I was born of respectable but honest parents; that is, in a world where the word “respectability” was not yet exclusively a term of abuse, but retained some dim philological connection with the idea of being respected. It is true that even in my own youth the sense of the word was changing; as I remember in a conversation between my parents, in which it was used with both implications. My father, who was serene, humorous and full of hobbies, remarked casually that he had been asked to go on what was then called The Vestry. At this my mother, who was more swift, restless and generally Radical in her instincts, uttered something like a cry of pain; she said, “Oh, Edward, don’t! You will be so respectable! We never have been respectable yet; don’t let’s begin now.” And I remember my father mildly replying, “My dear, you present a rather alarming picture of our lives, if you say that we have never for one single instant been respectable.” Readers of Pride and Prejudice will perceive that there was something of Mr. Bennet about my father; though there was certainly nothing of Mrs. Bennet about my mother.

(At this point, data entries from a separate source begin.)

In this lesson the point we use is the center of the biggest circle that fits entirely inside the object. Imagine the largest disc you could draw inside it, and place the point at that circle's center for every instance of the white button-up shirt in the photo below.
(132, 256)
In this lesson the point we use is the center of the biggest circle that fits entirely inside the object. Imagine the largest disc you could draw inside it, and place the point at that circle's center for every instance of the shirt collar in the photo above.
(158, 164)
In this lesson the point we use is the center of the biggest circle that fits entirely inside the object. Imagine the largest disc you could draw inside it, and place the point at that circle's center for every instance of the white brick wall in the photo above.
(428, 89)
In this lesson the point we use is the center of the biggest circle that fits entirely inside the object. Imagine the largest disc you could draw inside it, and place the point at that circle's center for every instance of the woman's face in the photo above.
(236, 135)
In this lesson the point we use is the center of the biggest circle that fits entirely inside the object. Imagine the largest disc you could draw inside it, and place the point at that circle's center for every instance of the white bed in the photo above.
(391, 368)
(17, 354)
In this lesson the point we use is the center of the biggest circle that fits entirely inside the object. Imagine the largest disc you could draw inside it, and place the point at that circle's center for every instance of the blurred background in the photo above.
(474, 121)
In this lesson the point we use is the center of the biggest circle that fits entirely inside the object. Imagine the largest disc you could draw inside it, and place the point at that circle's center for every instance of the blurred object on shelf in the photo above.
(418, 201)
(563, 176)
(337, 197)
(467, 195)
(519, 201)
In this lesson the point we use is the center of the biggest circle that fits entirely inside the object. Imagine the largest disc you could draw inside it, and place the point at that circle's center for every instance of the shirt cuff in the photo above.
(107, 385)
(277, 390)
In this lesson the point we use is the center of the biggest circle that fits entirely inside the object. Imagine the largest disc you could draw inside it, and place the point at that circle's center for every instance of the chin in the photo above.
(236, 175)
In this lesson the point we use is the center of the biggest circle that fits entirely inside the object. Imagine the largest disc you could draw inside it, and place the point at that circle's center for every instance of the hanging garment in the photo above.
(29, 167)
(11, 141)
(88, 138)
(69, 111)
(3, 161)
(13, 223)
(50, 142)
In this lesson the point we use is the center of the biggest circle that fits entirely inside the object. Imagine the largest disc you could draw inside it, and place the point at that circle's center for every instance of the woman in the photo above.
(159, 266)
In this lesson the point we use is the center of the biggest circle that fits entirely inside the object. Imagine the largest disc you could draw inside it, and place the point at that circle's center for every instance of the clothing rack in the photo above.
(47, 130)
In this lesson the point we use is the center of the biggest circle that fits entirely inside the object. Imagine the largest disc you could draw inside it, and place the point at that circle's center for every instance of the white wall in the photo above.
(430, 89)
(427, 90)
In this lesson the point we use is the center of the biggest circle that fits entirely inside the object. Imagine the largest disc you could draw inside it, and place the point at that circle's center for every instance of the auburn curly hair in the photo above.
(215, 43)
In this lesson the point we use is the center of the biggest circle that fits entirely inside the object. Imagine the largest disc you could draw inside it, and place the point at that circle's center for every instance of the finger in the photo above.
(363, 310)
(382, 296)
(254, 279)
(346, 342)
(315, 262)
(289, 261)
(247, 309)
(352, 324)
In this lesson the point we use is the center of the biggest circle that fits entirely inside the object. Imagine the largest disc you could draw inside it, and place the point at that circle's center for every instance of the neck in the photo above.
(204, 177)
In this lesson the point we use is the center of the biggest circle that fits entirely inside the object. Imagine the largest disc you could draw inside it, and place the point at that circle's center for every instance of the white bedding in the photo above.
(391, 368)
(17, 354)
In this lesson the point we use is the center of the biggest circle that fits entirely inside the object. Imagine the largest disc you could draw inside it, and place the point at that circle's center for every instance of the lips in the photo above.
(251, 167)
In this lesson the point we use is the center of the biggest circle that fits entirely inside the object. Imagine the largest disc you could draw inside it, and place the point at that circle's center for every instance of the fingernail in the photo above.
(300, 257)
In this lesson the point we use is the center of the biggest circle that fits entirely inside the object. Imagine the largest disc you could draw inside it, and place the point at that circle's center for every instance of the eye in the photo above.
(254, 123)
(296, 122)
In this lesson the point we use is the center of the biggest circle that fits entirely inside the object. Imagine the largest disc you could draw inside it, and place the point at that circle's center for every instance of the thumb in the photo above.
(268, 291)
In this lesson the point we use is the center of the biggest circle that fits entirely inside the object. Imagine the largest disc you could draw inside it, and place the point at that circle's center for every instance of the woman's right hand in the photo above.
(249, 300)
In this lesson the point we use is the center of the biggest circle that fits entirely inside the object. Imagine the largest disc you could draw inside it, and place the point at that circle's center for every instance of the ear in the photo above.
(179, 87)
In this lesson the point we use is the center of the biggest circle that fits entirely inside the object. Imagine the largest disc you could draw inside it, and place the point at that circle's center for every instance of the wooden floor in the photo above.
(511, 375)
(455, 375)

Anyhow, what I mean here is that my people belonged to that rather old-fashioned English middle class; in which a business man was still permitted to mind his own business. They had been granted no glimpse of our later and loftier vision, of that more advanced and adventurous conception of commerce, in which a business man is supposed to rival, ruin, destroy, absorb and swallow up everybody else’s business. My father was a Liberal of the school that existed before the rise of Socialism; he took it for granted that all sane people believed in private property; but he did not trouble to translate it into private enterprise. His people were of the sort that were always sufficiently successful; but hardly, in the modern sense, enterprising. My father was the head of a hereditary business of house agents and surveyors, which had already been established for some three generations in Kensington; and I remember that there was a sort of local patriotism about it and a little reluctance in the elder members, when the younger first proposed that it should have branches outside Kensington. This particular sort of unobtrusive pride was very characteristic of this sort of older business men. I remember that it once created a comedy of cross-purposes, which could hardly have occurred unless there had been some such secret self-congratulation upon any accretion of local status. The incident is in more ways than one a glimpse of the tone and talk of those distant days.